Dror Moreh’s stunning, sobering documentary The Gatekeepers is told from a remarkable point of view, or views, rather. Moreh managed to get six former directors of the Shin Bet, Israel’s internal security service, to speak to him for hours–on the record. The Shin Bet is, as the Los Angeles Times described the organization,  "a combination of the CIA and the FBI.” The agency was created after the Six Day War of 1967, after roughly one million Palestinians found themselves under the rule of the Israeli military. Their work includes espionage and torture, subjects not typically spoken honestly about on camera.

These men led the Shin Bet from 1980-2011, and their experiences (the tactics of the Shin Bet have never before been aired publicly) and their outlook on the current state of the Israeli/Palestinian relationship (including brutally honest assessments of the occupation of the West Bank and Gaza Strip by the country they've served and defended their entire professional lives) has made for a documentary experience that has left viewers shaken.

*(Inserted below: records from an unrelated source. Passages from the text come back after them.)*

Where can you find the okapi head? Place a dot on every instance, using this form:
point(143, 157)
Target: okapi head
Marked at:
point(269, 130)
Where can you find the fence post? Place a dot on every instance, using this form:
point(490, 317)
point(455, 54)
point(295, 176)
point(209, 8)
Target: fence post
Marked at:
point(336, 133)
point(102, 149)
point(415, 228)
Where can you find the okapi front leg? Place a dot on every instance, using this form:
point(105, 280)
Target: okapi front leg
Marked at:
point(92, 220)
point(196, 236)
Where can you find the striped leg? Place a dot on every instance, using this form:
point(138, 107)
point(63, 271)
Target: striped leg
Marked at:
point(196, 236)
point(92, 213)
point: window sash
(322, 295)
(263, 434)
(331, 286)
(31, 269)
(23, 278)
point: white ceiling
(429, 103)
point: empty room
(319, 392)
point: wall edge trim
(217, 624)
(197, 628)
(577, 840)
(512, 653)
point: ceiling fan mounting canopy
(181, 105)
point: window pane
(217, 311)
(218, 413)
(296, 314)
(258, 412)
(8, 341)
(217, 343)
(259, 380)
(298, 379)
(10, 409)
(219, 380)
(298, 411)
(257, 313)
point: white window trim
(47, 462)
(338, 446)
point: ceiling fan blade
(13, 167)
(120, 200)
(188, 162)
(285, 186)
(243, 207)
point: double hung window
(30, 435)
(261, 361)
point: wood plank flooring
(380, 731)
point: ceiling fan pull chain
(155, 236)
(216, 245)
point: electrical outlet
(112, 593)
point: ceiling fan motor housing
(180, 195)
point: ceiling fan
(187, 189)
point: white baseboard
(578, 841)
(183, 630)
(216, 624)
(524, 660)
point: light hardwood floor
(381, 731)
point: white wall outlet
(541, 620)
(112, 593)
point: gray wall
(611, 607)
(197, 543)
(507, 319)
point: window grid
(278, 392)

Moreh accomplished this feat of corralling these men with pluck (a trait every documentary filmmaker must have) and timing (ditto), as he reached out to Ami Ayalon, the man who ran the Shin Bet from 1996-2000, three years ago. Ayalon not only agreed to speak to him, but he helped Moreh get the other five remaining living Shin Bet leaders.

The MPAA and Sony Pictures Classics hosted Moreh for an evening of conversation, reflection, and questions with former ambassador Edward Gnehm. Moreh’s film was edited down from more than 70-hours worth of interviews, and is one of the five nominees in this year's Academy Awards for Best Documentary Feature. Moreh's passion is palpable—at one point he mentions how after each interview he felt as if he had "dynamite in his hands," the revelations and brutal honesty he was getting were that explosive.

It was an extraordinary evening with an extraordinary filmmaker, who said of one of his goals for the film, "I wanted to put a mirror in front of Israeli society." This irrefutably powerful film does just that. And it offers no illusions.

Featured Image of The Gatekeepers poster, courtesy Sony Pictures Classics.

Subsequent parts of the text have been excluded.